Date: 2026/5/30
こんにちは、ワールドワイド社労士事務所です。
育児休業給付金を2歳まで延長するために、あえて倍率の高い保育園に応募する、いわゆる『落選狙い』が話題となっています。
育休を延長したいという働く親の切実な気持ちには深く共感しますが、法改正や審査の厳格化が進む中で、こうした行為が不正受給とみなされるリスクはないのでしょうか。
今回は、2025年からの審査厳格化を踏まえ、正しい手続きと企業が取るべき対応について詳しく解説します。
1. 育児休業給付金の「2歳延長」と2025年法改正の背景
2. 何が「不適切な申請」とみなされるのか?具体的な境界線
3. 保育園落選狙いを防ぐための「審査厳格化」の具体策
4. 企業担当者が取るべき正しい実務対応と注意点
5. さいごに
■ 1. 育児休業給付金の「2歳延長」と2025年法改正の背景
育児休業給付金は、原則として子どもが1歳に達するまで支給されますが、保育園に入所できないなどの特別な事情がある場合、最長で2歳まで延長することが認められています。

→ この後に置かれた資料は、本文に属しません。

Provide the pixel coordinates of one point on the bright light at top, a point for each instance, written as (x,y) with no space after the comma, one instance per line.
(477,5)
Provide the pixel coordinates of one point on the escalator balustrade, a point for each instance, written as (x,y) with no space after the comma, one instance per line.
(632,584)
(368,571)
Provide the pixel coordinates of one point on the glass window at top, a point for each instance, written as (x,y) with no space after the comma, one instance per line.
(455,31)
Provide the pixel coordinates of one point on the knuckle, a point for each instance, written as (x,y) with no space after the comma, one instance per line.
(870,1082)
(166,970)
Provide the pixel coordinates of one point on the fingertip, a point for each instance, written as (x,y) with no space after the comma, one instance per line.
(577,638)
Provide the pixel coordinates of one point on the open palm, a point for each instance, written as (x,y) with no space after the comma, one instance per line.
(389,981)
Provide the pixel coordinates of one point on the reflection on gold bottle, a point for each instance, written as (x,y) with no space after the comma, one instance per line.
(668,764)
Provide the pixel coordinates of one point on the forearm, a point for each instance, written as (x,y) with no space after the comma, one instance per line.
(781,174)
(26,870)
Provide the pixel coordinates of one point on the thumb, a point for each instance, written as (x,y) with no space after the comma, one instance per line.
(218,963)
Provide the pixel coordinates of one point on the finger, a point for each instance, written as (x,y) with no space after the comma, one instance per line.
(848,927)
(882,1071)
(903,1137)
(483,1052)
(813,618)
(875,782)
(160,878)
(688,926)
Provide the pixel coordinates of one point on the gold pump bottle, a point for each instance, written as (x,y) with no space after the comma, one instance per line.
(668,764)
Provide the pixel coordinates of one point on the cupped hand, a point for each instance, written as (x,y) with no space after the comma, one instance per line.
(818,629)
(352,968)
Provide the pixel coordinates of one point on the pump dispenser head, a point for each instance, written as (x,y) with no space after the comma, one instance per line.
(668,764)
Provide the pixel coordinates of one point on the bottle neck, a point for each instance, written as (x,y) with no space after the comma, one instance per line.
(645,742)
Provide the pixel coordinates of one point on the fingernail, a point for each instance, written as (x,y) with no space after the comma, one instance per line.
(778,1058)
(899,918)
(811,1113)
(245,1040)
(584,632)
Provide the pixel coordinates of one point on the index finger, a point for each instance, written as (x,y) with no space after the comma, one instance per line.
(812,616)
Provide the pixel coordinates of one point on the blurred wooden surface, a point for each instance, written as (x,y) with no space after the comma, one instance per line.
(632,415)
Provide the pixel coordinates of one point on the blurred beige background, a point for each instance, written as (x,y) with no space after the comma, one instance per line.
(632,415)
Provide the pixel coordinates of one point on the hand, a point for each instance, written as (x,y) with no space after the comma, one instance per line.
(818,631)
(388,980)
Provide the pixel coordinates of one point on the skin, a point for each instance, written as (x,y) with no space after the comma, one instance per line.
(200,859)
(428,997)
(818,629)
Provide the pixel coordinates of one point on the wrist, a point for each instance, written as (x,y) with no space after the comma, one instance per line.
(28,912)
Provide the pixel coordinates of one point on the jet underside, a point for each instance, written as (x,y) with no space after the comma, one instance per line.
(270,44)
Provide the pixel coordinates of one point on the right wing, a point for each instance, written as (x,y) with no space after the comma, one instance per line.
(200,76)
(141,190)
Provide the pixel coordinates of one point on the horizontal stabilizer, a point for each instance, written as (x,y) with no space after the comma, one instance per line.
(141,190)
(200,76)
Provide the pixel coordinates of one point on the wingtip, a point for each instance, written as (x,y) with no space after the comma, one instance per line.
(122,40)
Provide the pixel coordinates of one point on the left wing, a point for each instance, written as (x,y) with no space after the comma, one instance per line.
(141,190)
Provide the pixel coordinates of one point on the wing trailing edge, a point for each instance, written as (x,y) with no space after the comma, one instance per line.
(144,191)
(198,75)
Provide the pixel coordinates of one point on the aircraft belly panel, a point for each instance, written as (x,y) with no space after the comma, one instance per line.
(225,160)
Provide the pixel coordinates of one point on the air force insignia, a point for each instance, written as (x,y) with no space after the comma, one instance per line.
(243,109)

しかし、この制度を逆手に取り、育休を延長して給付金を受け取り続けるために、あえて入所が困難な人気の園にのみ申し込むなどの『落選狙い』が問題視されてきました。
このような不公平な状況を解消し、真に保育を必要とする人に適切な支援を行き渡らせるため、2025年4月より延長審査の厳格化が行われることになりました。
法改正の背景には、制度の趣旨を逸脱した利用を防ぐという強い意図があります。
■ 2. 何が「不適切な申請」とみなされるのか?具体的な境界線
では、どのような行為が不適切な申請と判断されるのでしょうか。
基本的には、『入所の意思がないにもかかわらず、給付金の延長のみを目的として形だけの申し込みを行うこと』が該当します。
具体的には、自宅から通うのが明らかに困難な遠方の園だけを希望する場合や、定員に空きがある園の情報を意図的に無視し、倍率が数十倍に達する園のみを単一で希望するケースなどが挙げられます。
ハローワークの審査において、これらが『客観的に見て入所の意思がない』と判断された場合、延長の申請は却下され、給付金の支給がストップする可能性があります。
■ 3. 保育園落選狙いを防ぐための「審査厳格化」の具体策
2025年からの審査厳格化にともない、延長手続きの際にハローワークへ提出する書類が追加されました。
これまでは自治体が発行する『保留通知書(落選通知)』の提出だけで延長が認められていましたが、現在は市役所に提出した『保育所入所申込書の写し』の添付が必須です。
ハローワークは、申込書に記載された希望園の数や通園可能範囲、空き状況を詳細に確認します。
例えば、第1希望の園しか記入していない場合や、市役所からの紹介やあっせんを正当な理由なく拒否していた形跡がある場合は、入所の意思が希薄であるとみなされ、延長手続きが通りにくくなります。
審査官が個別の事情を総合的に判断する体制へとシフトしているのです。
■ 4. 企業担当者が取るべき正しい実務対応と注意点
企業の人事・労務担当者としては、従業員から育休延長の相談を受けた際、単に指示された手続きを行うだけでなく、制度変更に伴うリスクを正しく伝える必要があります。
従業員が『保留通知さえもらえば確実に延長できる』と誤解している場合、法改正後のルールを説明し、適切な保育活動(保活)を行うよう促すことが大切です。
また、申請時に必要な追加書類の準備を早めに呼びかけましょう。
特に、申込書の写しは申込時に保管しておく必要があるため、注意が必要です。
万が一、申請が却下された場合は、速やかに復職するか、あるいは無給の育休として対応するかを事前に労使で話し合っておくことも、復職時のトラブルを防ぐための極めて重要なポイントとなります。
■ さいごに
育児休業給付金の2歳延長に関する審査厳格化は、制度の本来の目的である『仕事と育児の両立支援』を正当に機能させるための措置です。
安易な『落選狙い』は経済的な不利益に直結するだけでなく、企業にとっても復職スケジュールの狂いや手続きの遅延といったリスクを生みます。
正しいルールのもとで適切な保活を行い、円滑な復職が実現できるよう、企業としても積極的な情報提供と対話を重ねてサポートしていきましょう。